PuTTY has a lot of options available to its users. Some that I use all the time are the option to change my background and foreground colors and the option to change my font size. The colors help to remind me which of my servers I'm logged into at the time and the font makes the display easier to read, especially if I'm trying to demonstrate Unix commands to one of my classes. I had noticed, however, that man pages that I displayed included some odd characters and figured I should look into the cause and see if I could fix the problem. As it turns out, the fix was quite easy. So, here's my fix and some explanation of why it was needed.
One of PuTTY's options which I had been overlooking is the Translation option. This option controls how PuTTY will display the data that it receives from the system it's connecting to. You get to choose what character set it uses for this translation, but the default is ISO-8859-1:1998. This encoding scheme is one of the ISO/IEC 8859 series of ASCII-based character encodings. Basically, PuTTY looks at the data sent from the far side of the connection and uses this standard to determine how to display it in your PuTTY window.
The far side of the connection, however, may not be encoding things using the same standard as PuTTY, so you just might run into some oddities in what you see. The fix for me was to choose the encoding that works with the Linux systems that I was connecting to. When I changed my encoding to UTF-8, the man pages looked just fine and the â characters that were getting on my nerves turned into the nicely behaved single quotes that I was expecting to see.
UTF-8 is a character encoding scheme which is said to be backward compatible with ASCII. It's also the dominant character encoding scheme on the web. It's an interesting standard in that it can use anywhere from one to four bytes per character. It's as compact as ASCII (one byte per character) if you're using only English characters, but it's flexible and can handle a wide variety of characters as needed. From basic Latin through to arrows and dingbats, it can encode Greek, Coptic, Cyrillic, currency symbols, etc.
The first 1-5 bits of each character's first (and maybe only) byte determine how many bytes must be used to interpret the character. If the first (highest value) bit is a 0, the character will be represented in the following seven bits. If the first bit is a 1, on the other hand, some additional bits will determine how many bytes are used.
Byte 1 # of bytes needed 0xxxxxxx -- one byte 110xxxxx -- two bytes 1110xxxx -- three bytes 11110xxx -- four bytes
If I use the od (octal dump) command to display a portion of the man page for the top command, I see this in its output:
0000340 157 156 040 164 157 160 342 200 231 163 o n t o p 342 200 231 s
That 342 200 231 sequence that follows the word "top" is actually a right single quote mark. If you were to look at it in binary, it would look like this:
11100010 10000000 10011001
Compare that to the chart above.
Since the sequence starts with 1110, the requirement for three bytes should come as no surprise. The rightmost part of the string, if interpreted as UTF-8, shows up as top's.
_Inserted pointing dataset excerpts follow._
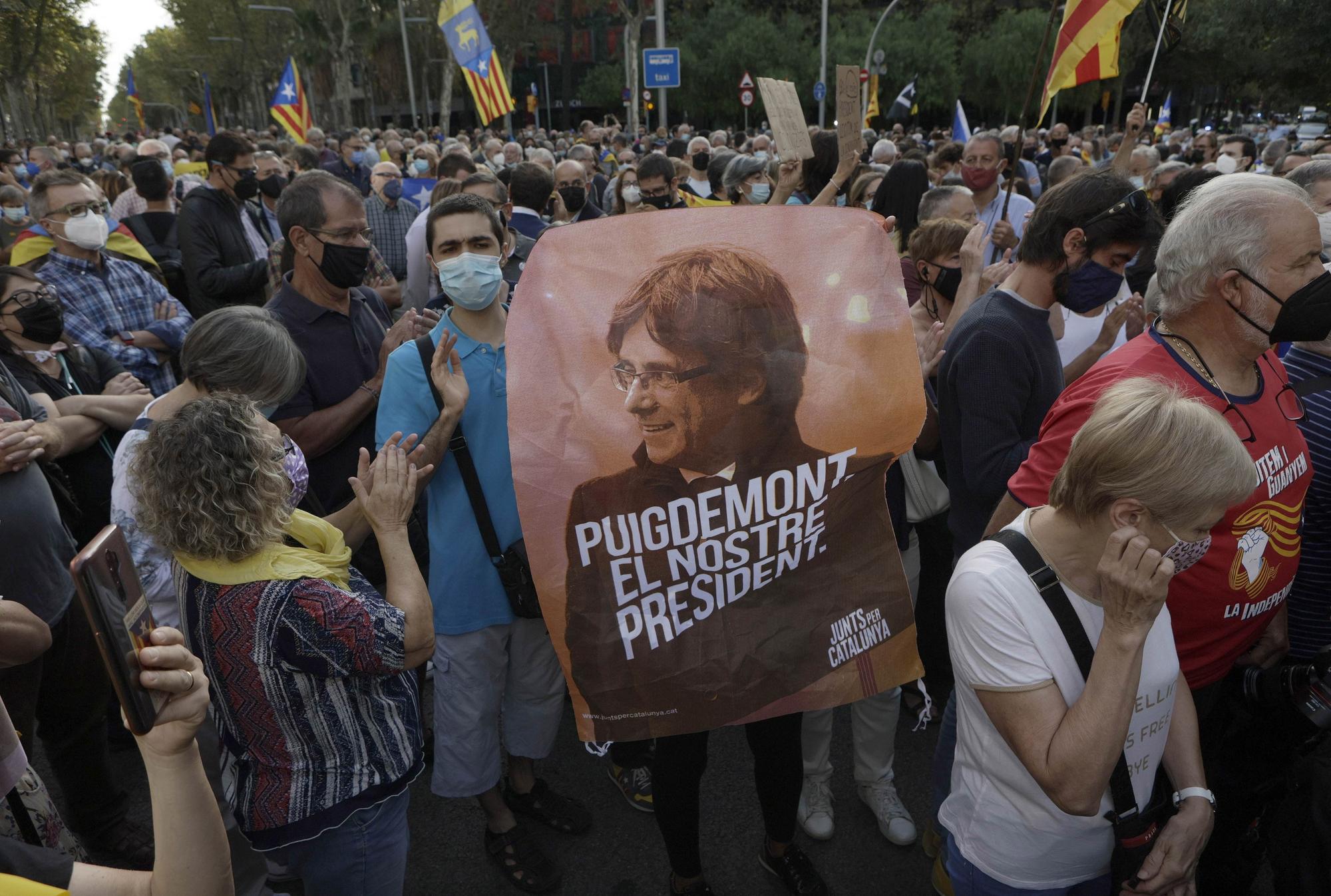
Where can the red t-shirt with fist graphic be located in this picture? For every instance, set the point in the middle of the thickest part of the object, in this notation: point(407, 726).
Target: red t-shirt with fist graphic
point(1224, 603)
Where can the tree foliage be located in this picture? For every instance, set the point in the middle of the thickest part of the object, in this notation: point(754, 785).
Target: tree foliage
point(50, 63)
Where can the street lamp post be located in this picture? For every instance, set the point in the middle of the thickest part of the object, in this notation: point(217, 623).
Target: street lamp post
point(868, 53)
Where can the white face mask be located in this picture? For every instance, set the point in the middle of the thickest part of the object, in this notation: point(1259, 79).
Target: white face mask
point(87, 231)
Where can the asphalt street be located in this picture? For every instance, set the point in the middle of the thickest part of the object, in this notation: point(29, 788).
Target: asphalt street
point(622, 854)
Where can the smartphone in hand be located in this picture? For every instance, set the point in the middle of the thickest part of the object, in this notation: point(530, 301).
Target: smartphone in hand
point(116, 608)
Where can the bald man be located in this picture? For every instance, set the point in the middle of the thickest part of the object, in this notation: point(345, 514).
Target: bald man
point(389, 216)
point(131, 204)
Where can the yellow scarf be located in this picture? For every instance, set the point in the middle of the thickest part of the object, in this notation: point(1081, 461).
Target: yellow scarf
point(325, 556)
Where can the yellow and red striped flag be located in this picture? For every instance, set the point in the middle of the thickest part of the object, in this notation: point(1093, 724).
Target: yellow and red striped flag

By the way, another little trick for looking at your character codes applies when you're editing a file with vim. Say you have the text "abc123" in a file that you're editing. Press %!xxd at the : prompt and you'll see both the content and its hex representaion.
:%!xxd
You'll see this:
0000000: 6162 6331 3233 0a abc123.
You can press u to go back to your normal display mode.
Modifying your PuTTY setting, as I've said above, is easy. Select UTF-8 as the translate option, then select your connection from the Session listing and click Save. From that point on, your man pages should look just the way the authors intended.